Yesterday morning, bright and early, I took the streetcar halfway across town to attend the Old Book and Paper Show, hosted at the Artscape Wychwood Barns on Christie at St. Clair. The show was scheduled to open at ten, but when I walked in shortly thereafter, the hall was already buzzing with eager browsers and the booths were packed with people and an incredible range of wonderful paper-related things.
This was another first-time event for me. I’ve had a very serendipitous life discovering interesting old books and sometimes other paper treasures at book sales, yard sales, and in random boxes discarded at curbside. I’ve always maintained a large library at home, made up of books kept for research, teaching or pleasure reading, but suppose I have not really considered myself a Collector of books or paper ephemera. Although there are the 1940s issues of Chatelaine Magazine I snap up whenever they appear; and the nineteenth and twentieth century promotional cookbooks and kitchen-related pamphlets; and vintage books on animal husbandry, hunting and trapping, interior decor; and …
So maybe I have become a Collector after all.
At the Old Book and Paper show, I browsed the booths counter-clockwise, and was fortunate to arrive almost immediately at the delightfully-named The Book Not Mad, whose proprietor had laid out a very good selection of Canadiana, garden books, tame and therefore rather sweet erotica, and—catnip for me—old cookbooks and food-related promotional pamphlets. I rifled through those, and—with an eye on the clearly inadequate amount of cash I’d brought—bought three books.

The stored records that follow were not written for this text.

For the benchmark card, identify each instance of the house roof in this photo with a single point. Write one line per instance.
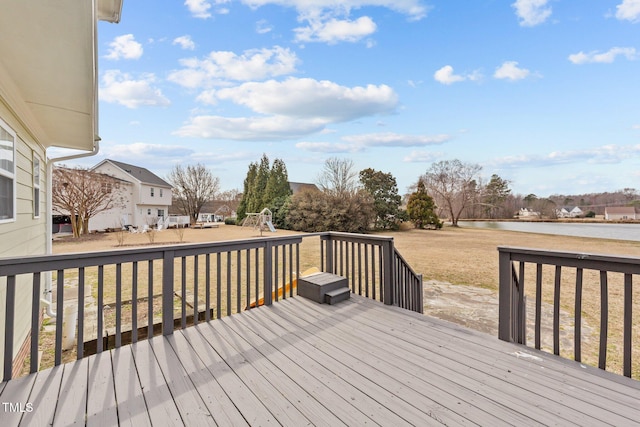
(620, 210)
(141, 174)
(48, 67)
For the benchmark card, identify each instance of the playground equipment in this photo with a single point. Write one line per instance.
(260, 220)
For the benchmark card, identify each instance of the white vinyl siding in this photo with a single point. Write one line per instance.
(7, 173)
(36, 186)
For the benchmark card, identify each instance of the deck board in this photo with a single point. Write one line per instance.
(442, 372)
(302, 363)
(131, 404)
(162, 409)
(72, 401)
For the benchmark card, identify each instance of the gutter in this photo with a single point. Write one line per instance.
(47, 294)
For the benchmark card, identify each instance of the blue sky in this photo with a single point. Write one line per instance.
(545, 93)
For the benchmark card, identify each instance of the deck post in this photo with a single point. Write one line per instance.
(268, 273)
(505, 331)
(389, 273)
(167, 292)
(329, 254)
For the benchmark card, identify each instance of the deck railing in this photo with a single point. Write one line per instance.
(587, 283)
(141, 292)
(374, 268)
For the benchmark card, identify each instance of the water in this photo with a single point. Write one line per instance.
(596, 230)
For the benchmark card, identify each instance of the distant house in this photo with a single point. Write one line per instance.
(528, 213)
(570, 212)
(297, 187)
(48, 98)
(620, 212)
(147, 203)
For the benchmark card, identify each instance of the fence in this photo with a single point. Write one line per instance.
(139, 292)
(603, 279)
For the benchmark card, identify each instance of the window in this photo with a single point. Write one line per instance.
(36, 186)
(7, 173)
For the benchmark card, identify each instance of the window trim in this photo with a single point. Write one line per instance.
(37, 185)
(11, 175)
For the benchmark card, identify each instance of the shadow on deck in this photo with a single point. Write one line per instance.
(301, 363)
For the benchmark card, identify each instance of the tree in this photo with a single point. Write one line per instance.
(265, 187)
(247, 193)
(83, 194)
(452, 183)
(193, 186)
(386, 200)
(314, 211)
(495, 194)
(338, 177)
(421, 208)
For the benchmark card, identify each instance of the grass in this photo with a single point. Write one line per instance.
(466, 257)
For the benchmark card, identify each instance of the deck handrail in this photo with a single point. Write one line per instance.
(228, 275)
(263, 278)
(512, 306)
(363, 259)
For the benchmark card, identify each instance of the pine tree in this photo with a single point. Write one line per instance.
(421, 208)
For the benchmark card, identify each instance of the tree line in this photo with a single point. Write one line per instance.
(344, 199)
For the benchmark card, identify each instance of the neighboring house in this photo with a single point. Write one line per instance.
(570, 212)
(528, 213)
(148, 201)
(620, 212)
(48, 98)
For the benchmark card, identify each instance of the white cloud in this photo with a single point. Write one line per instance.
(629, 10)
(271, 128)
(356, 143)
(334, 30)
(141, 149)
(510, 70)
(124, 47)
(185, 42)
(422, 156)
(413, 8)
(606, 154)
(289, 109)
(263, 27)
(446, 76)
(329, 21)
(120, 88)
(606, 57)
(198, 8)
(326, 147)
(532, 12)
(201, 8)
(309, 98)
(390, 139)
(222, 66)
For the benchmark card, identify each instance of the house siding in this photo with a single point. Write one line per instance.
(140, 199)
(27, 234)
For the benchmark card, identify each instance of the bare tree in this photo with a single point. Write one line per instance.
(338, 177)
(452, 183)
(193, 186)
(83, 194)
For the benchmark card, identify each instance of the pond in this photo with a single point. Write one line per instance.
(595, 230)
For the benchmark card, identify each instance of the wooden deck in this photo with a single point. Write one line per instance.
(299, 363)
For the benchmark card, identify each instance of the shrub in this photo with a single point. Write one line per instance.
(314, 211)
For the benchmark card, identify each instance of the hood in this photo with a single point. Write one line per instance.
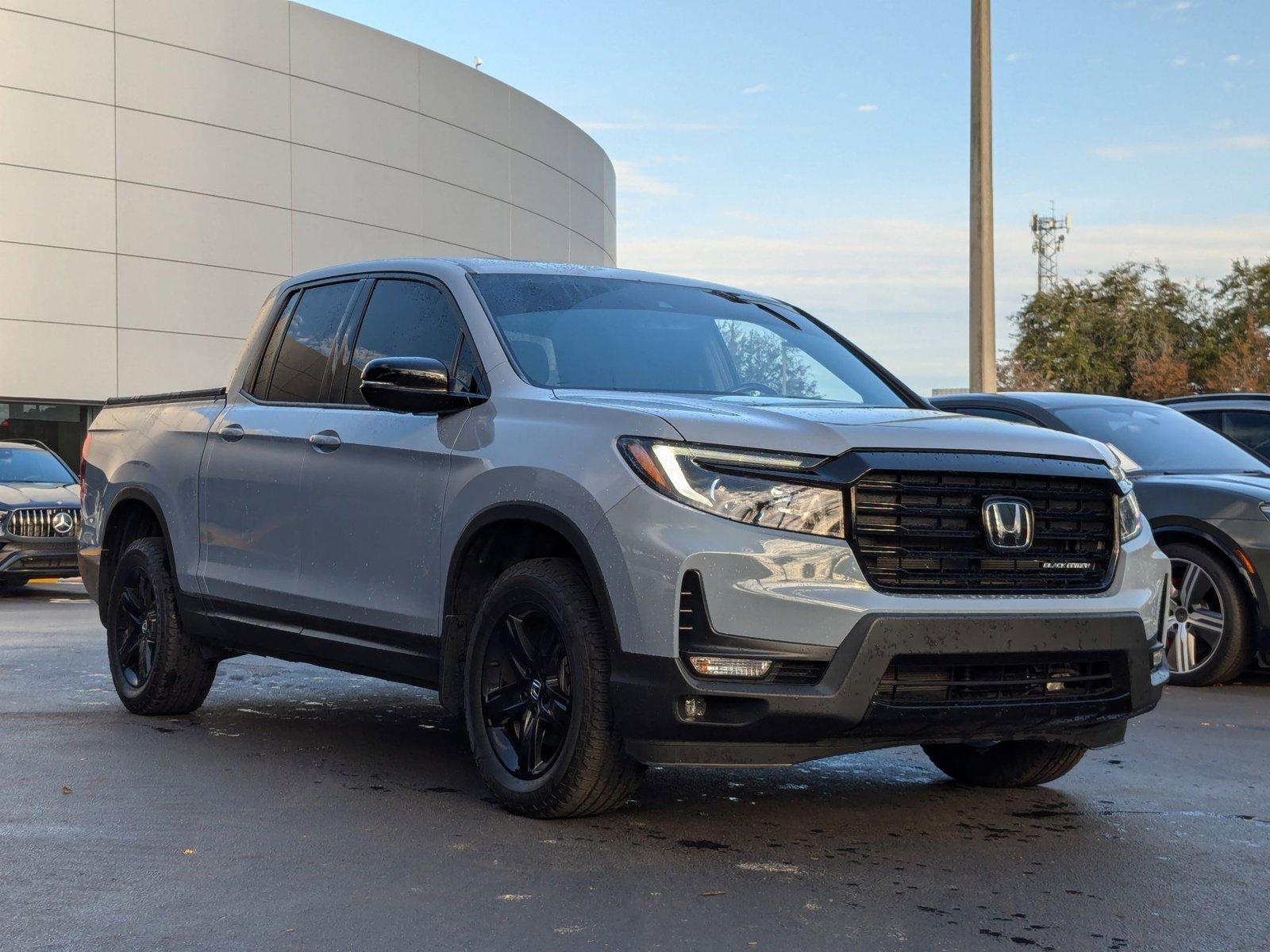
(22, 494)
(1241, 484)
(829, 429)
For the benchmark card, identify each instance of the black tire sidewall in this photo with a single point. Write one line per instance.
(512, 589)
(139, 555)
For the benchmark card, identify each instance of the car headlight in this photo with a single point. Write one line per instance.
(1130, 512)
(743, 486)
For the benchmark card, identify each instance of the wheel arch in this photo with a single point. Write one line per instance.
(544, 531)
(1172, 531)
(133, 513)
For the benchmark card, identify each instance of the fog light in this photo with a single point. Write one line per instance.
(730, 666)
(694, 708)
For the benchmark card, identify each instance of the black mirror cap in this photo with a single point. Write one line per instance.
(414, 385)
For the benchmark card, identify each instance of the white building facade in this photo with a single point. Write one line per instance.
(165, 163)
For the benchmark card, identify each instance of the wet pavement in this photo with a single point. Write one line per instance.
(302, 809)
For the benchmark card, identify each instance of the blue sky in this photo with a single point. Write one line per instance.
(819, 150)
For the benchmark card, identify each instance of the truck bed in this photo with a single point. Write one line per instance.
(175, 397)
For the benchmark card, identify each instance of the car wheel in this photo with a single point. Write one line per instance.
(156, 668)
(537, 696)
(1208, 638)
(1007, 763)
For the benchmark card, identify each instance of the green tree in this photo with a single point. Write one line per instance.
(764, 357)
(1113, 333)
(1233, 334)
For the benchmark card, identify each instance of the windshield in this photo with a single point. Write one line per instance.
(588, 333)
(1160, 440)
(32, 465)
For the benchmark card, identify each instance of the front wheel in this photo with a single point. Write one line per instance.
(1208, 639)
(1006, 763)
(537, 696)
(156, 668)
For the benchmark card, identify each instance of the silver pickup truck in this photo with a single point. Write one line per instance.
(620, 520)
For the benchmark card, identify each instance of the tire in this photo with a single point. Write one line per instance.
(1007, 763)
(1235, 649)
(156, 666)
(543, 616)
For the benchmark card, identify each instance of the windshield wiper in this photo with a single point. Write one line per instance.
(738, 300)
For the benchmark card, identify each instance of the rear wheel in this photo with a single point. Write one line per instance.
(1208, 638)
(1007, 763)
(537, 696)
(156, 668)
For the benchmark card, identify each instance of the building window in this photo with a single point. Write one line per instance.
(60, 427)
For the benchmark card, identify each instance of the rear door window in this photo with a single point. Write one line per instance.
(300, 371)
(404, 319)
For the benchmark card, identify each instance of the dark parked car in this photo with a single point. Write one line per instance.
(40, 511)
(1244, 418)
(1208, 503)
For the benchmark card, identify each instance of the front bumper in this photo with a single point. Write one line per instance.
(37, 559)
(774, 724)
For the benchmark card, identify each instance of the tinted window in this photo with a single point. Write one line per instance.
(468, 378)
(624, 334)
(404, 319)
(271, 349)
(1210, 418)
(995, 413)
(1159, 440)
(32, 465)
(1249, 427)
(302, 365)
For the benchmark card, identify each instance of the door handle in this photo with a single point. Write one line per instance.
(325, 442)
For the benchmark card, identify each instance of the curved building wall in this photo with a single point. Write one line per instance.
(165, 163)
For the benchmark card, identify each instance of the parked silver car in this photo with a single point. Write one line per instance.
(618, 520)
(38, 514)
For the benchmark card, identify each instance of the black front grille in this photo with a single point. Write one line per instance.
(924, 532)
(914, 679)
(61, 522)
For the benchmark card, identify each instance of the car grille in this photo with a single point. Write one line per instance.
(924, 532)
(41, 524)
(912, 679)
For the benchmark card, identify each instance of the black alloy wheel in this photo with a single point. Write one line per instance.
(526, 691)
(137, 628)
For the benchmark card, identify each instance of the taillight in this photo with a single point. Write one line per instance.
(88, 442)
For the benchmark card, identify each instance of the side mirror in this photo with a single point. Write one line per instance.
(417, 385)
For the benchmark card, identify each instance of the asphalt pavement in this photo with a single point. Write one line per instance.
(302, 809)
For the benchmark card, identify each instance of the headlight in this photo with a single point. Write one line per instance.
(740, 484)
(1130, 513)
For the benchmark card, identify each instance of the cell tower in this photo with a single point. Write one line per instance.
(1048, 236)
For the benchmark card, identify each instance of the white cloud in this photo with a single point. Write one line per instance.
(899, 287)
(651, 126)
(633, 181)
(1231, 144)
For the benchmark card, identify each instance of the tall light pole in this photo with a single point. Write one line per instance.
(983, 311)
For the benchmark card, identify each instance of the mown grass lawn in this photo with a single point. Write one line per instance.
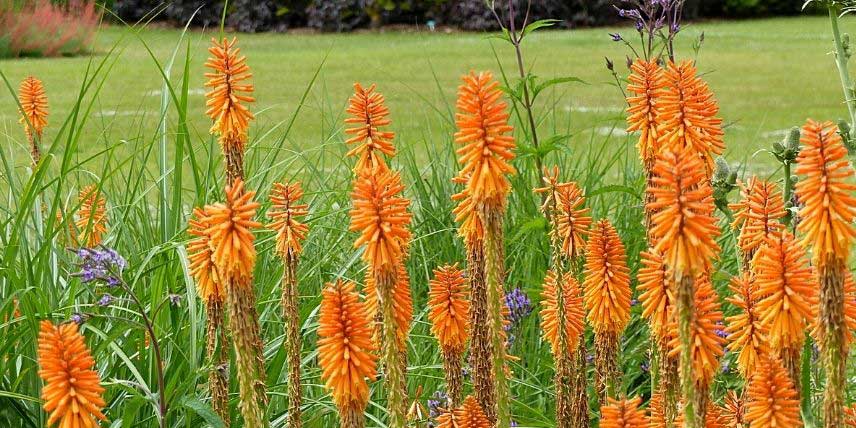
(768, 75)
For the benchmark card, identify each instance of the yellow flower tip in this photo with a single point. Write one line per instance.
(449, 307)
(230, 228)
(368, 117)
(656, 292)
(624, 413)
(758, 213)
(607, 280)
(284, 213)
(91, 222)
(72, 392)
(345, 347)
(380, 215)
(786, 292)
(686, 115)
(573, 311)
(826, 191)
(486, 146)
(34, 106)
(773, 400)
(646, 86)
(683, 225)
(747, 334)
(201, 257)
(707, 345)
(229, 92)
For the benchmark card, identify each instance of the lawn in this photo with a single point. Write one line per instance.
(768, 75)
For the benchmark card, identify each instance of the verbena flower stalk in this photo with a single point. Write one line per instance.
(285, 214)
(34, 113)
(485, 153)
(827, 227)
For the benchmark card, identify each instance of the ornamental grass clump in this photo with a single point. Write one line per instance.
(72, 391)
(484, 153)
(449, 307)
(285, 214)
(34, 113)
(607, 301)
(346, 351)
(826, 190)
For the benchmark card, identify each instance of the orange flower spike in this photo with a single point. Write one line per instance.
(484, 135)
(826, 189)
(368, 116)
(683, 223)
(707, 345)
(230, 231)
(34, 106)
(773, 401)
(380, 216)
(449, 306)
(345, 347)
(786, 290)
(686, 115)
(647, 84)
(623, 414)
(200, 255)
(229, 89)
(607, 280)
(574, 312)
(285, 210)
(91, 217)
(656, 292)
(72, 391)
(747, 334)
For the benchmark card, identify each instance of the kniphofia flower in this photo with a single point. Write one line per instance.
(72, 391)
(647, 84)
(345, 348)
(687, 115)
(34, 106)
(368, 119)
(623, 413)
(230, 228)
(773, 401)
(574, 312)
(380, 216)
(484, 135)
(747, 334)
(284, 213)
(684, 227)
(229, 92)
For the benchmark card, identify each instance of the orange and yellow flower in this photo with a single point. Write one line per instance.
(686, 115)
(747, 334)
(229, 91)
(284, 213)
(827, 192)
(449, 306)
(624, 413)
(230, 232)
(380, 216)
(786, 290)
(368, 117)
(34, 106)
(773, 401)
(646, 86)
(484, 135)
(683, 225)
(345, 348)
(607, 280)
(72, 391)
(573, 312)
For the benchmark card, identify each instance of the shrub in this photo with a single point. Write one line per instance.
(41, 28)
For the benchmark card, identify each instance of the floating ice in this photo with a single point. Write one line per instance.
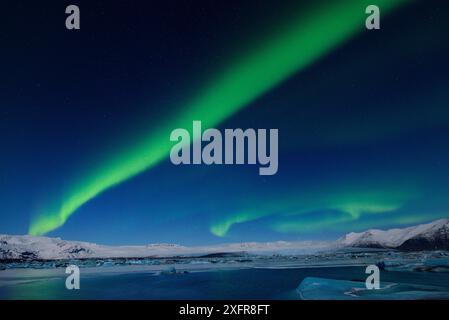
(328, 289)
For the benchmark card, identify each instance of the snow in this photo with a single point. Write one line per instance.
(394, 237)
(23, 247)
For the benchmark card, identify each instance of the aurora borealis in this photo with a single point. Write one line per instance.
(361, 118)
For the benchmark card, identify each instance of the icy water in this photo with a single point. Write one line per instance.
(217, 284)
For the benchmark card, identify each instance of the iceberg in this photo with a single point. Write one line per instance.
(312, 288)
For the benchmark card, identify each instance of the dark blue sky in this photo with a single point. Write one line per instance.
(363, 132)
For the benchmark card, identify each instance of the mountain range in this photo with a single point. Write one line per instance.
(430, 236)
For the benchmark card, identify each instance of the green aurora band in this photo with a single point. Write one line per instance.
(306, 39)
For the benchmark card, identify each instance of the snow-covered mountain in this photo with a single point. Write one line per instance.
(430, 236)
(44, 248)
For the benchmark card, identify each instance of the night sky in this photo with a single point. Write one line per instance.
(86, 115)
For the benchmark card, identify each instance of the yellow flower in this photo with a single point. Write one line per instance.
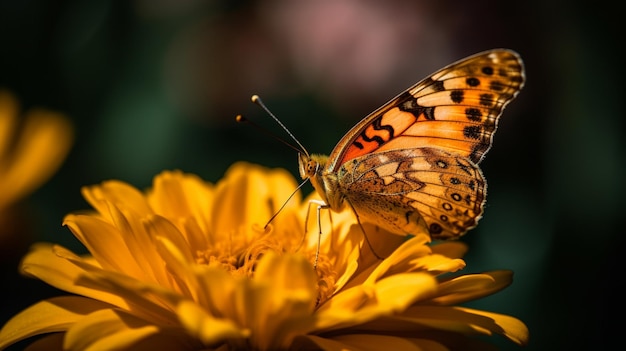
(31, 150)
(188, 265)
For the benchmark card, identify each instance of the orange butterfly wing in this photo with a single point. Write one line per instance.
(411, 165)
(455, 109)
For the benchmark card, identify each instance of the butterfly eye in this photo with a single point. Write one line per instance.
(311, 167)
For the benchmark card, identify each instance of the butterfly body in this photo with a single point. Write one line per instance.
(412, 165)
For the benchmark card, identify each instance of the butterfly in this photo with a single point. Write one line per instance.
(411, 166)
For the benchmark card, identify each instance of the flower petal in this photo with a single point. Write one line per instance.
(248, 195)
(208, 329)
(43, 141)
(284, 307)
(472, 286)
(107, 330)
(511, 327)
(44, 262)
(53, 315)
(372, 342)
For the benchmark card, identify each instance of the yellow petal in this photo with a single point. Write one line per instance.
(371, 342)
(53, 315)
(180, 195)
(397, 292)
(472, 286)
(284, 307)
(41, 146)
(8, 120)
(120, 194)
(48, 342)
(451, 249)
(107, 330)
(250, 195)
(467, 321)
(208, 329)
(511, 327)
(44, 262)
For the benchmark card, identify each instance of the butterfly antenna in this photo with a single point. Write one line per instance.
(257, 100)
(242, 119)
(284, 203)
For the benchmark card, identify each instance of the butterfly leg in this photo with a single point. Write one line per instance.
(367, 240)
(320, 205)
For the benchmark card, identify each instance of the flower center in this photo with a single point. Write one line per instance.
(240, 254)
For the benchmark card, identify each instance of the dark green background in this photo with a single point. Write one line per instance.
(556, 173)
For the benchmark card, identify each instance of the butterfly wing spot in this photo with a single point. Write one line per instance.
(473, 114)
(472, 81)
(411, 165)
(412, 190)
(487, 70)
(472, 132)
(456, 96)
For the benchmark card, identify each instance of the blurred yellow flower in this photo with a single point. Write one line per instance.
(187, 265)
(31, 149)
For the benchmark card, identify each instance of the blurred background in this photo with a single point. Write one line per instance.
(155, 85)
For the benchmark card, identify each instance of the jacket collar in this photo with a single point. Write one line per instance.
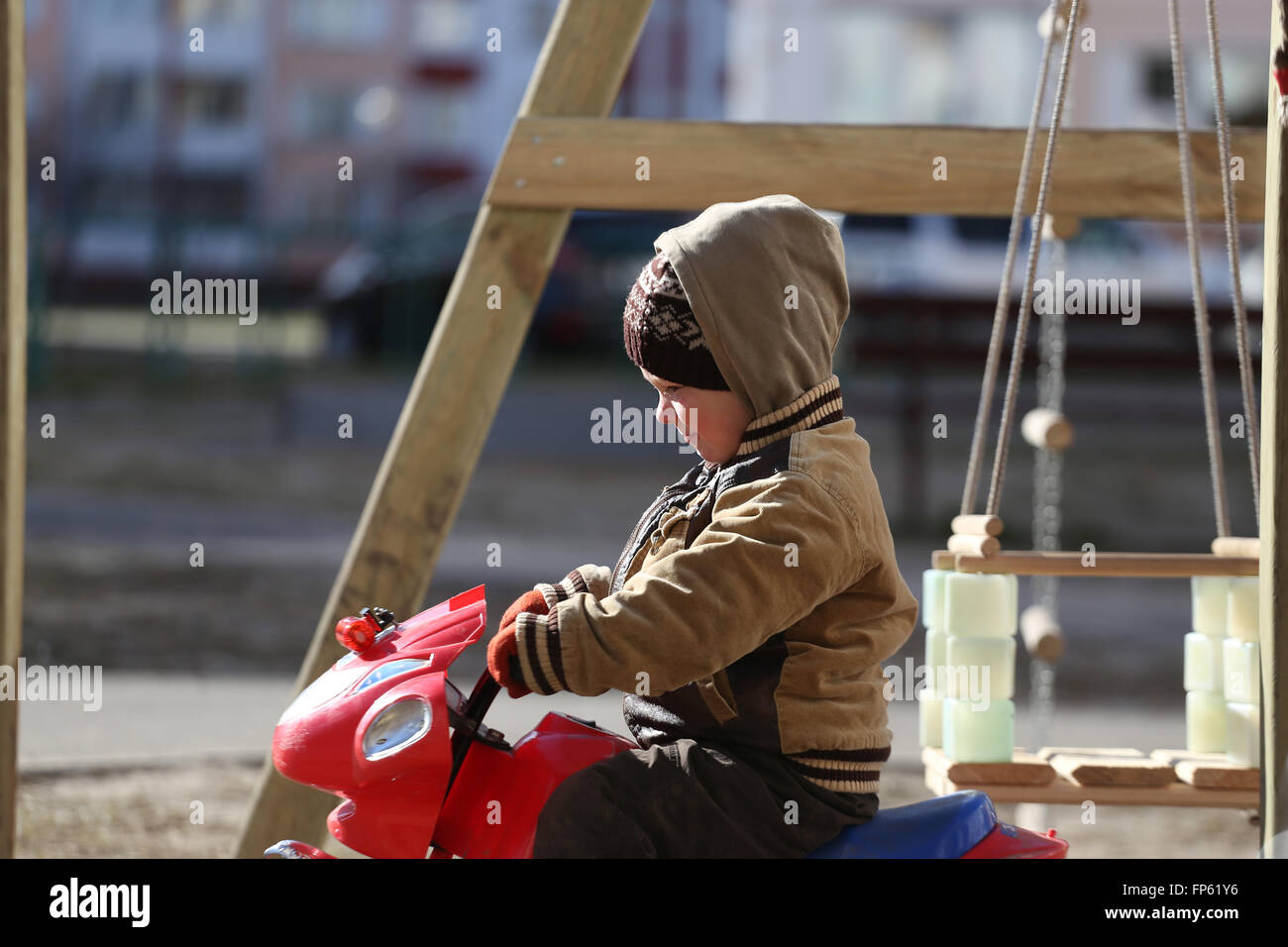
(819, 405)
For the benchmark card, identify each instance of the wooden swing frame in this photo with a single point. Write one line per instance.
(563, 154)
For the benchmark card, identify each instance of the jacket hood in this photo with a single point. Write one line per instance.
(735, 263)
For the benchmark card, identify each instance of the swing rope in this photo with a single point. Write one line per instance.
(1232, 248)
(1021, 325)
(1004, 294)
(1201, 315)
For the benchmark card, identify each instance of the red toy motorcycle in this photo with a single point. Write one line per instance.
(385, 729)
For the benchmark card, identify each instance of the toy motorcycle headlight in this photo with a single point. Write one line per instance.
(395, 728)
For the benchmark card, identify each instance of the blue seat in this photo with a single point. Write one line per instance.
(941, 827)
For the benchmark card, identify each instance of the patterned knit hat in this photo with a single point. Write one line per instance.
(661, 334)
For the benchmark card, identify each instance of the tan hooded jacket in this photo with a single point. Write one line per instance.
(758, 598)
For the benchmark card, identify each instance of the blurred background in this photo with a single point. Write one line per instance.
(180, 429)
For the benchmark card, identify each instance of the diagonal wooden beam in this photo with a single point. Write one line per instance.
(862, 169)
(1274, 480)
(13, 392)
(460, 382)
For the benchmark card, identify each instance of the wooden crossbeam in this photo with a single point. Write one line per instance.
(1052, 564)
(862, 169)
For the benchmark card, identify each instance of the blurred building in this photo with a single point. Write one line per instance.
(930, 62)
(228, 158)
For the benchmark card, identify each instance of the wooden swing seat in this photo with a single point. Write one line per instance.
(1069, 564)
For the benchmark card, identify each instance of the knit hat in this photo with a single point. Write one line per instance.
(661, 334)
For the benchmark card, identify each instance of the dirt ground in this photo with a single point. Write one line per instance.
(116, 814)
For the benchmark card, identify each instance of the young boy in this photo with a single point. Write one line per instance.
(750, 611)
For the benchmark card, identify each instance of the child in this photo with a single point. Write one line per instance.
(750, 611)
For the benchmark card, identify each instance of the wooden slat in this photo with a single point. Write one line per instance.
(13, 392)
(1112, 771)
(1098, 751)
(862, 169)
(458, 388)
(1209, 770)
(1144, 565)
(1024, 768)
(1060, 791)
(1274, 475)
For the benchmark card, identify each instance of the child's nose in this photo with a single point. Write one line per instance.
(664, 411)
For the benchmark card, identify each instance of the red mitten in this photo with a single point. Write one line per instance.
(502, 654)
(527, 602)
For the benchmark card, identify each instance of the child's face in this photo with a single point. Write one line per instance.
(712, 421)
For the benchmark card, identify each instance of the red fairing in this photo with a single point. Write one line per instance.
(494, 801)
(393, 696)
(1014, 841)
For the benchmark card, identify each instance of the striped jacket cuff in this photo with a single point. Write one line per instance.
(841, 771)
(570, 585)
(540, 659)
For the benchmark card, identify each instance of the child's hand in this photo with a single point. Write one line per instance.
(503, 648)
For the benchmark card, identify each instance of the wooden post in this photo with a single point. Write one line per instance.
(1274, 483)
(13, 392)
(459, 385)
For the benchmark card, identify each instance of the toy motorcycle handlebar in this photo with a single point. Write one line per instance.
(468, 724)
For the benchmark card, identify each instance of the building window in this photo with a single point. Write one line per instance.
(115, 11)
(445, 26)
(210, 12)
(213, 102)
(323, 114)
(437, 118)
(117, 101)
(336, 22)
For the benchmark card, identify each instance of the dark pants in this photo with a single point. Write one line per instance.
(694, 800)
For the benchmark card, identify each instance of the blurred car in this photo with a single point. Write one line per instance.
(384, 294)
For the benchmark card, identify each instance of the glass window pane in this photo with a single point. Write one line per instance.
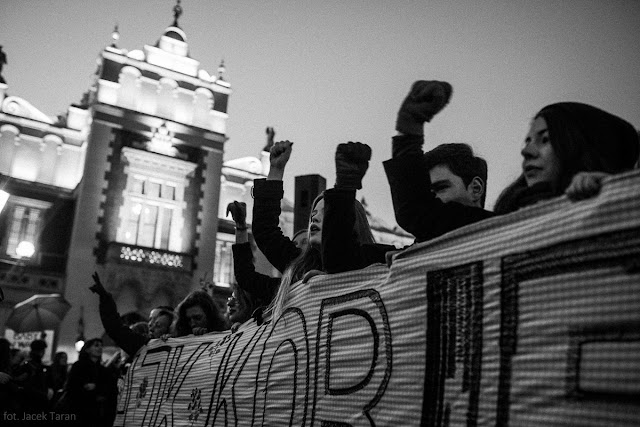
(137, 186)
(165, 229)
(168, 192)
(152, 189)
(147, 228)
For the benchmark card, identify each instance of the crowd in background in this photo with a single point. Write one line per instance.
(569, 149)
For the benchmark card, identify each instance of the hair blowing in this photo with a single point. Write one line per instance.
(310, 259)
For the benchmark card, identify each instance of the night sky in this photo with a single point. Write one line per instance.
(326, 72)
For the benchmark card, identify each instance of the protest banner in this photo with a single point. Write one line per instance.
(529, 319)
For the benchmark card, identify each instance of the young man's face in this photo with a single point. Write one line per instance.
(449, 187)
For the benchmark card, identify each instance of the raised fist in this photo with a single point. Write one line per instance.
(271, 133)
(352, 162)
(97, 285)
(238, 212)
(280, 153)
(425, 100)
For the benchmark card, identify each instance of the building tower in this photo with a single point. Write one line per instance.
(146, 209)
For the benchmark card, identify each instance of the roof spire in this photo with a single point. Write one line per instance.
(115, 36)
(221, 70)
(177, 11)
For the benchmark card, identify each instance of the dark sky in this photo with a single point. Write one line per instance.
(325, 72)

The first, Better Cooking and Baking, was published by Robertshaw-Fulton Controls Canada in 1956. I had never heard of Robertshaw-Fulton before, but have learned that the company produced thermostats and other controls for electric heating elements. Many of the recipes—for apple pie, mushroom casserole, tomato soup cake (yes: it sounds awful, but midcentury cookbook enthusiast and TikTok recipe tester B. Dylan Hollis says it’s not half bad with the right frosting)—are familiar fare in mid-century cookbooks. Where Better Cooking and Baking differs, however, is in that the recipes are divided into two principal sections: Oven Cooking, and Range Top Recipes. Along the way, readers—who may be new to electric cooking—are also instructed in Correct Placement of Pans in Oven and shown schematic illustrations of stovetop sensing elements for stovetop burners. The cookbook has delightful photographs, which include lovely now-vintage oven and serving ware, and includes very helpful guides to kneading bread, shaping rolls and preparing pastry. I am guessing this cookbook was given away at trade shows and possibly also came free with the purchase of electric ranges containing Robertshaw-Fulton controls.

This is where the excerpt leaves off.